4. Bad News, Challenges, or Points of Concern
- MotoGP's adjusted OIBDA performance reflects higher costs due to investments, with no expected material change in the investment cycle.
- Competitive pressures in the media rights landscape, particularly with the transition to Apple, raise questions about audience engagement and revenue impacts.
- The need for ongoing investment in both F1 and MotoGP to maintain growth momentum, which could pressure margins in the short term.
5. Notable Q&A Insights
- U.S. Media Rights: Management expressed confidence in the Apple partnership to enhance audience engagement and revenue, despite concerns about the transition from traditional linear broadcasting.
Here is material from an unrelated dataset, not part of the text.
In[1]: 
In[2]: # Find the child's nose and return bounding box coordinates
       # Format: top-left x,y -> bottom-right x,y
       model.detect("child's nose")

- Vegas Grand Prix: Positive ticket sales and cost management strategies were highlighted, with a focus on maintaining profitability and community engagement.
- Sponsorship Growth: New partnerships are expected to contribute more significantly in 2026, with ongoing efforts to enhance the value of existing contracts.
- Competitive Balance: Management emphasized the importance of maintaining competitive racing dynamics to attract new teams and sponsors, especially with upcoming regulatory changes in 2026.
Overall, Liberty Media's Q3 2025 earnings call reflected a strong operational performance with strategic initiatives aimed at enhancing growth, despite challenges related to rising costs and competitive pressures in the media landscape.